US-Blick auf deutsche Politik: Müssen Kanzler Langweiler sein?
Dass ein Kandidat wie Olaf Scholz Regierungschef wird, wäre in den USA undenkbar. Unsere Autorin wundert sich über die Systemunterschiede.
taz | Eines hat mich als amerikanische Journalistin, die die Wahlen in Deutschland beobachtet hat, schockiert: Wie … nun ja … öde die Kandidatinnen waren. Kein Wunder, dass Olaf Scholz hier auch „der Scholzomat“ genannt wird. Erstaunlich, wie beherrscht er und die anderen Gäste sogar in der TV-Elefantenrunde am Wahlabend geblieben sind – während die Hochrechnungen gleichzeitig immer dramatischer wurden.

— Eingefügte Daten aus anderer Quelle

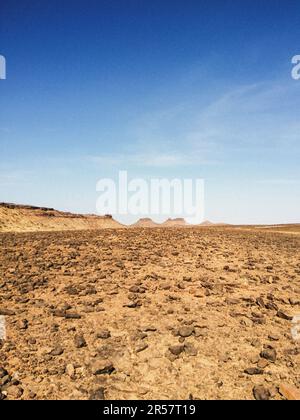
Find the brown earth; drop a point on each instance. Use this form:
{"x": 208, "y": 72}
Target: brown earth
{"x": 145, "y": 223}
{"x": 201, "y": 313}
{"x": 22, "y": 218}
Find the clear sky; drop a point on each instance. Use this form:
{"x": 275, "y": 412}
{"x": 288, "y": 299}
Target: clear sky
{"x": 160, "y": 88}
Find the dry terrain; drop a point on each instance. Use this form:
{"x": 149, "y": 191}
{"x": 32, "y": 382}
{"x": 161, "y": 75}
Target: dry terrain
{"x": 20, "y": 218}
{"x": 166, "y": 313}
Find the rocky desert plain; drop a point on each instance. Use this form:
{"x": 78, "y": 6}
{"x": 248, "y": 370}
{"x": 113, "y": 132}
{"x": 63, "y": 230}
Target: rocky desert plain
{"x": 95, "y": 310}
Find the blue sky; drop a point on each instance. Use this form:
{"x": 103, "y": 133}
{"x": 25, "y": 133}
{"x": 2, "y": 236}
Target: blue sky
{"x": 173, "y": 89}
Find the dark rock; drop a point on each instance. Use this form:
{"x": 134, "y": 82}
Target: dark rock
{"x": 261, "y": 393}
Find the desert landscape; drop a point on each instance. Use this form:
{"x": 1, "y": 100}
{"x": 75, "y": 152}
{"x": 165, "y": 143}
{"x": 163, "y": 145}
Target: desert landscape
{"x": 96, "y": 310}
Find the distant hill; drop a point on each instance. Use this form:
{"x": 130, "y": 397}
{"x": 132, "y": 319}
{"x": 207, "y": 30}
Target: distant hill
{"x": 145, "y": 222}
{"x": 26, "y": 218}
{"x": 174, "y": 222}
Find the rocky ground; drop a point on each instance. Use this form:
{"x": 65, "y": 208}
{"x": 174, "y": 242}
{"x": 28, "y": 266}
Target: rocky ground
{"x": 199, "y": 313}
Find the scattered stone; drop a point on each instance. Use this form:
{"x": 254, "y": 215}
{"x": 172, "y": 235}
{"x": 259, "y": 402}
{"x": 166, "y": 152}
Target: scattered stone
{"x": 79, "y": 341}
{"x": 254, "y": 371}
{"x": 289, "y": 392}
{"x": 98, "y": 394}
{"x": 186, "y": 331}
{"x": 262, "y": 364}
{"x": 176, "y": 350}
{"x": 70, "y": 370}
{"x": 104, "y": 334}
{"x": 102, "y": 367}
{"x": 261, "y": 393}
{"x": 283, "y": 315}
{"x": 190, "y": 349}
{"x": 57, "y": 351}
{"x": 269, "y": 354}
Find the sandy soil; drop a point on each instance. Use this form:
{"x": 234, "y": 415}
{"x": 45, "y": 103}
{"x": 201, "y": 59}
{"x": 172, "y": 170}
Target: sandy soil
{"x": 201, "y": 313}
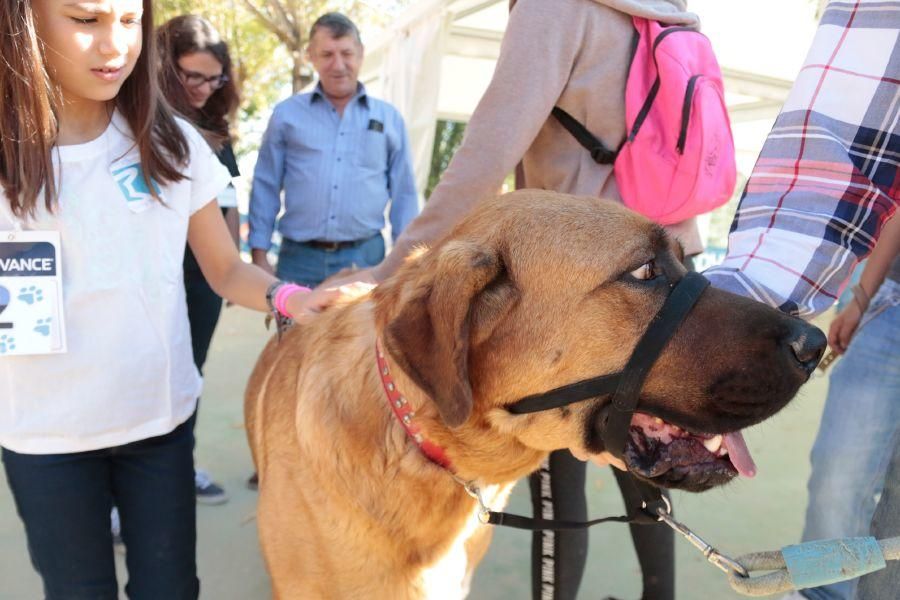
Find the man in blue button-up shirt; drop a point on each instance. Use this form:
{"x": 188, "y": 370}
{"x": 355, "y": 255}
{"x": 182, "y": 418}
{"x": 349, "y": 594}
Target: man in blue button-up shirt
{"x": 340, "y": 156}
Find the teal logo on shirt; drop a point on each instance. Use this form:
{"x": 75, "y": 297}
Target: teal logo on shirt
{"x": 132, "y": 185}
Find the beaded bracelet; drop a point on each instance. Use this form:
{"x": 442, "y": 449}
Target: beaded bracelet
{"x": 861, "y": 297}
{"x": 282, "y": 293}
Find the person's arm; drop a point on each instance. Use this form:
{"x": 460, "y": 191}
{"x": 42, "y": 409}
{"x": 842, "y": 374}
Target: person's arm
{"x": 233, "y": 222}
{"x": 232, "y": 278}
{"x": 528, "y": 80}
{"x": 401, "y": 182}
{"x": 844, "y": 325}
{"x": 826, "y": 180}
{"x": 265, "y": 196}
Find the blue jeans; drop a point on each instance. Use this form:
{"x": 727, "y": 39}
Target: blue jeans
{"x": 65, "y": 501}
{"x": 860, "y": 427}
{"x": 883, "y": 584}
{"x": 309, "y": 266}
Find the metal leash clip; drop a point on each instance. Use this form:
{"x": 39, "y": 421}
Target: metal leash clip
{"x": 484, "y": 513}
{"x": 725, "y": 563}
{"x": 825, "y": 363}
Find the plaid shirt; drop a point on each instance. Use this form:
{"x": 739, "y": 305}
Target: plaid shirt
{"x": 828, "y": 176}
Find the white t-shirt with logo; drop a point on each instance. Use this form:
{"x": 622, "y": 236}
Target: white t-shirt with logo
{"x": 129, "y": 372}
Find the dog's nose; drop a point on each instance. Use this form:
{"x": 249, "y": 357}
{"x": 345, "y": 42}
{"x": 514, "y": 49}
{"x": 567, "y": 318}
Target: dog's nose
{"x": 807, "y": 344}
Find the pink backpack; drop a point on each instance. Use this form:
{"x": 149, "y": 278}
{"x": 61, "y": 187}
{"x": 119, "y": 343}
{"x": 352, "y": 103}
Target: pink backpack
{"x": 677, "y": 160}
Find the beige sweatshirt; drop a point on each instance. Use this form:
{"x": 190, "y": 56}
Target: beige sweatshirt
{"x": 571, "y": 53}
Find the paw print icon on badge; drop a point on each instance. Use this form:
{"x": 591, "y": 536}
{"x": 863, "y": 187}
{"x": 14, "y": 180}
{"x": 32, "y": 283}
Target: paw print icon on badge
{"x": 31, "y": 294}
{"x": 5, "y": 299}
{"x": 43, "y": 326}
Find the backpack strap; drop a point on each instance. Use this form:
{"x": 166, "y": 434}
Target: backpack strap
{"x": 600, "y": 153}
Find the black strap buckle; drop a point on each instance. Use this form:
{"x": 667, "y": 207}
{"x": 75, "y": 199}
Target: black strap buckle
{"x": 603, "y": 156}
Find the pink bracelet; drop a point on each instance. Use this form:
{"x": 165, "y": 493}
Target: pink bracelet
{"x": 284, "y": 292}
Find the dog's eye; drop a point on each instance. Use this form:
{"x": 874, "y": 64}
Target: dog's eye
{"x": 645, "y": 272}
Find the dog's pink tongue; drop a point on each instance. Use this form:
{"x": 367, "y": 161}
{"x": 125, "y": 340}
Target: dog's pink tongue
{"x": 739, "y": 454}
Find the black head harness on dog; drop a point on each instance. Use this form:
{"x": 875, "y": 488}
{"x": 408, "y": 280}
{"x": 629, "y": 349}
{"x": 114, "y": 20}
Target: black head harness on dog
{"x": 625, "y": 386}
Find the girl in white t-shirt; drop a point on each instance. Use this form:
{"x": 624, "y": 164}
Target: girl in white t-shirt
{"x": 91, "y": 156}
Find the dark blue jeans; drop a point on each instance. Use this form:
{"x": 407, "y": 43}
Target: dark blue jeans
{"x": 65, "y": 500}
{"x": 303, "y": 264}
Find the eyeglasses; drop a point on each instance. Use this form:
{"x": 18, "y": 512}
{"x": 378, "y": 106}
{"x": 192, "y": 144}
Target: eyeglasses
{"x": 194, "y": 79}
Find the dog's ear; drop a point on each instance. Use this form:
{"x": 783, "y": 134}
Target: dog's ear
{"x": 430, "y": 336}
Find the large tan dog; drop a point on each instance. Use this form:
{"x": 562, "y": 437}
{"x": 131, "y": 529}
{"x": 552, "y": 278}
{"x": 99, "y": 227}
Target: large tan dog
{"x": 532, "y": 291}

Image, Charakter und Persönlichkeit der Kandidaten scheinen in Deutschland nicht so sehr im Mittelpunkt zu stehen wie in den USA, wo die Wähler ihren Präsidenten direkt wählen. Dort können eine mitreißende Rhetorik und Charisma die Wahlen entscheiden. Politisches Spitzenpersonal in Deutschland müsse zwar „nicht zwangsläufig langweilig sein“, sagt Jeff Rathke, Leiter des American Institute for Contemporary German Studies an der Johns Hopkins University in Baltimore. Eine Tendenz dahin sei allerdings durch das politische System bedingt.

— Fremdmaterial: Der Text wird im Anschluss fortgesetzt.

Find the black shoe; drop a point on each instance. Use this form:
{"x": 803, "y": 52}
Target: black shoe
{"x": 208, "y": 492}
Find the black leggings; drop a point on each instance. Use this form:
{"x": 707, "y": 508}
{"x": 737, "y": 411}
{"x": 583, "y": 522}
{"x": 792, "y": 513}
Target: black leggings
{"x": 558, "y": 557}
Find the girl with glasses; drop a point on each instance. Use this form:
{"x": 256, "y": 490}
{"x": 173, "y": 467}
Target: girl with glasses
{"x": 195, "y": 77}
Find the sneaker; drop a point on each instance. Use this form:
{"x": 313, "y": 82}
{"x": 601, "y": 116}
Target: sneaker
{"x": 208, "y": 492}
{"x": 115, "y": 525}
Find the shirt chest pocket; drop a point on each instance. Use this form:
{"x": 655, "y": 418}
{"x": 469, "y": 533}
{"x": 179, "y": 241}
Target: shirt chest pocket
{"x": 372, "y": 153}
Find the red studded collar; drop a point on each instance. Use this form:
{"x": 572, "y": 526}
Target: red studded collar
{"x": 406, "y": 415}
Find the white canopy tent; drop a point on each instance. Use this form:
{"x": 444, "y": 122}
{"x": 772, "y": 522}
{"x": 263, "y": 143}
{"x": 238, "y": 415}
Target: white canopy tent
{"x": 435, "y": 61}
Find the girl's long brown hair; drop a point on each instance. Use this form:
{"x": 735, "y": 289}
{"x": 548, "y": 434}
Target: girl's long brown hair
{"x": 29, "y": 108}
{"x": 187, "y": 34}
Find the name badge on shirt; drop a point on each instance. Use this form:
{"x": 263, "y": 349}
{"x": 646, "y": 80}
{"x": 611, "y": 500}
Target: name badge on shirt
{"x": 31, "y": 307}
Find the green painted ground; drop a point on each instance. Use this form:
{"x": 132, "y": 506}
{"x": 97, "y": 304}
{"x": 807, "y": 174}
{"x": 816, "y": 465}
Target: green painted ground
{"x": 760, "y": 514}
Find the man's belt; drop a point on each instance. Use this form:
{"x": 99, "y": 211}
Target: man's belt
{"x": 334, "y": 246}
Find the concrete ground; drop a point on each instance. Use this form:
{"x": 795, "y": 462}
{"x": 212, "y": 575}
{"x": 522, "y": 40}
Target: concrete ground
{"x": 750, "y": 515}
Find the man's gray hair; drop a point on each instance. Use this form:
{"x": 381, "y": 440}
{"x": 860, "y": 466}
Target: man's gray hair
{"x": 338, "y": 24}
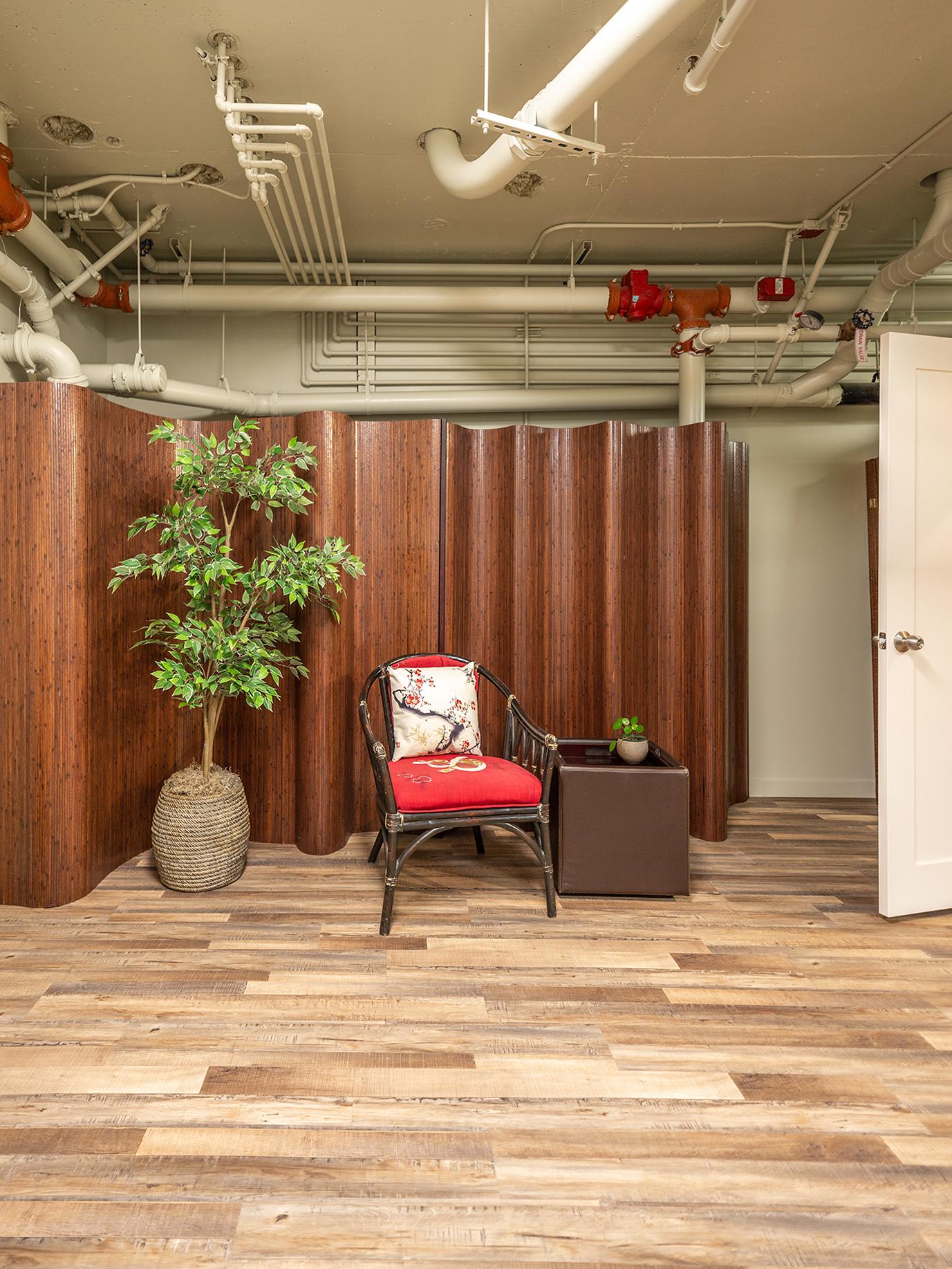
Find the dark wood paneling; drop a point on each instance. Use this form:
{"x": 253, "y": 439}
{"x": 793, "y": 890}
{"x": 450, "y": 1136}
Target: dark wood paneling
{"x": 86, "y": 739}
{"x": 595, "y": 568}
{"x": 379, "y": 485}
{"x": 604, "y": 568}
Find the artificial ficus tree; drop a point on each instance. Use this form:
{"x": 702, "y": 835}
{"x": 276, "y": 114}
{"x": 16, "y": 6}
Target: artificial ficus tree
{"x": 232, "y": 640}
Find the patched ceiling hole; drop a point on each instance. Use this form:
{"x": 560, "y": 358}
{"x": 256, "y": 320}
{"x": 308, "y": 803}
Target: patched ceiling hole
{"x": 66, "y": 131}
{"x": 525, "y": 184}
{"x": 206, "y": 174}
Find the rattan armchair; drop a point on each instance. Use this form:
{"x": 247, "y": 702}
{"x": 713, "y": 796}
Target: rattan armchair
{"x": 418, "y": 804}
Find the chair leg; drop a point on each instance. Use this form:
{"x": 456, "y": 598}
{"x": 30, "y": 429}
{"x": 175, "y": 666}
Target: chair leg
{"x": 389, "y": 884}
{"x": 542, "y": 834}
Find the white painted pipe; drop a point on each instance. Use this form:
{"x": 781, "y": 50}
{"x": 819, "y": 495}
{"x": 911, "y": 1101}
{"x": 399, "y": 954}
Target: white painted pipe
{"x": 440, "y": 404}
{"x": 487, "y": 269}
{"x": 32, "y": 349}
{"x": 162, "y": 179}
{"x": 153, "y": 221}
{"x": 35, "y": 299}
{"x": 588, "y": 228}
{"x": 402, "y": 299}
{"x": 879, "y": 296}
{"x": 809, "y": 287}
{"x": 941, "y": 205}
{"x": 635, "y": 30}
{"x": 124, "y": 380}
{"x": 50, "y": 250}
{"x": 691, "y": 386}
{"x": 79, "y": 207}
{"x": 725, "y": 30}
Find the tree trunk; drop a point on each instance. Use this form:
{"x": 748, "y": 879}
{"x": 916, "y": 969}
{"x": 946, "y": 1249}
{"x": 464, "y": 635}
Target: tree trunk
{"x": 211, "y": 714}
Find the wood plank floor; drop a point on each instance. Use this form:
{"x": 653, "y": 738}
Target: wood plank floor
{"x": 757, "y": 1076}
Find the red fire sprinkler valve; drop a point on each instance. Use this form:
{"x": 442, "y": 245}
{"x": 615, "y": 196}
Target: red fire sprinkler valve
{"x": 771, "y": 290}
{"x": 634, "y": 297}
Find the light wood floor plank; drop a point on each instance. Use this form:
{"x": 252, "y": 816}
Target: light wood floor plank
{"x": 758, "y": 1076}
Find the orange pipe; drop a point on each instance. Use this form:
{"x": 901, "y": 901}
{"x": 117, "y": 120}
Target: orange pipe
{"x": 109, "y": 295}
{"x": 692, "y": 306}
{"x": 15, "y": 208}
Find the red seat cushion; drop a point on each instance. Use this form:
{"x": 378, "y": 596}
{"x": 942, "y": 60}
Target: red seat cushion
{"x": 460, "y": 782}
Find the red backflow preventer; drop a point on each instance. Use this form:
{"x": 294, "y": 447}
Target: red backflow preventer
{"x": 634, "y": 299}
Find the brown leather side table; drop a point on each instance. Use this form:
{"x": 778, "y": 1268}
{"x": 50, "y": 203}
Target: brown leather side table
{"x": 619, "y": 829}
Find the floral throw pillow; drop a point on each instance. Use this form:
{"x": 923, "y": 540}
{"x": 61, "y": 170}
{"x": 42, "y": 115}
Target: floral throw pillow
{"x": 434, "y": 710}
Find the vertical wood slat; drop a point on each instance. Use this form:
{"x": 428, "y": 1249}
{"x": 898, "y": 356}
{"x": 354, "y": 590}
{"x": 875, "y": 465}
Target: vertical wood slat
{"x": 604, "y": 568}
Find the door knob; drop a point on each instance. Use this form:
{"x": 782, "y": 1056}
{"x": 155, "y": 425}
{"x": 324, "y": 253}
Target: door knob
{"x": 906, "y": 642}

Deutsche Wahlkampagnen, so Rathke, sind „nicht so sehr um die Persönlichkeit der Spitzenkandidaten herum“ aufgebaut. Die Parteien bestimmten ihre Kandidaten schließlich durch interne Verfahren, nicht durch Vorwahlen wie in den USA. Grundlage der Kampagnen seien daher eher „die kollektiven Interessen und Ziele der Parteimitglieder und erst an zweiter Stelle die ihrer Wähler“.

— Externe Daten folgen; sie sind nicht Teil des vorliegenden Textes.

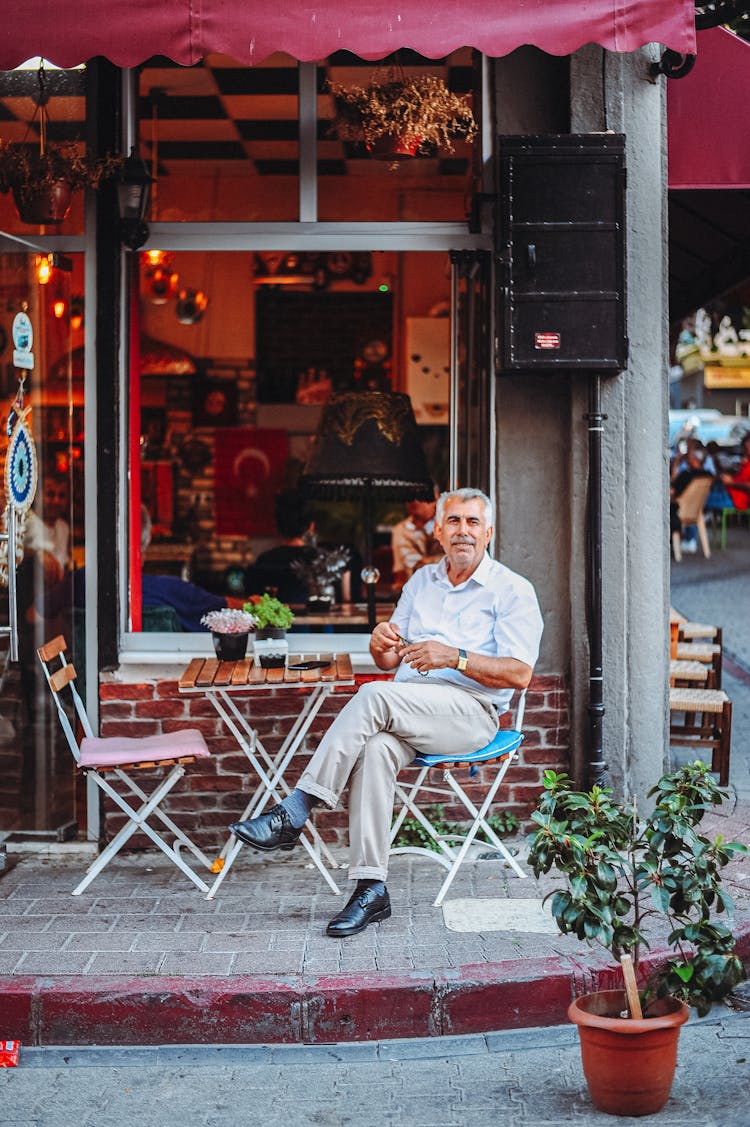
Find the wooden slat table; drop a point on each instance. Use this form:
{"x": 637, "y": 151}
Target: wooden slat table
{"x": 220, "y": 682}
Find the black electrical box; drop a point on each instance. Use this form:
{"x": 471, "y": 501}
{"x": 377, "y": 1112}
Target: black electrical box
{"x": 562, "y": 253}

Verglichen dazu werden die Parteien in den USA sehr viel häufiger durch ihre Kandidaten geprägt – so sehr, dass beispielsweise die Republikanische Partei heute Probleme damit hat, zu definieren, wofür sie nach dem Ende der Amtszeit Donald Trumps überhaupt noch steht.
Allerdings: Dieses Jahr hat sich auch in Deutschland etwas in Richtung des amerikanischen Systems verschoben, wenn auch noch sehr langsam. „Das war die erste Persönlichkeitswahl“, sagt Barbara Donovan, Professorin für Politikwissenschaft am Wesleyan College in Connecticut. Ihr Forschungsschwerpunkt ist das deutsche Parteiensystem.
Das Ende des Stammwählers
Jeff Rathke stimmt ihr zu: Es gebe in der deutschen Politik tatsächlich einen Trend hin zu „einer größeren Bedeutung der Spitzenkandidaten“, sogar bei Landtagswahlen. Ein Grund dafür, so Donovan, ist die Fragmentierung des Parteiensystems, die sich auch im Ergebnis der Bundestagswahl widergespiegelt hat. „Die Auswahl an Parteien ist mittlerweile größer. Früher gab es mehr Stammwähler, die entsprechend ihrer Familientradition oder ihres sozioökonomischen Status gewählt haben. Heute neigen Wechselwähler dazu, sich stärker mit den Programmen und den Kandidaten zu beschäftigen. Die Wahlentscheidung wird unverbindlicher.“
Der Fokus auf die Spitzenkandidaten sei dieses Jahr aber auch dadurch bedingt gewesen, dass die Amtsinhaberin nicht wieder angetreten ist. So sei die Frage wichtiger geworden, wer geeignet sei, in ihre Fußstapfen zu treten. „Viele, die für Scholz als Kanzler sind, haben früher Merkel gewählt. Sie waren nicht unbedingt CDU-Anhänger, sondern mochten einfach die Kanzlerin“, sagt Donovan.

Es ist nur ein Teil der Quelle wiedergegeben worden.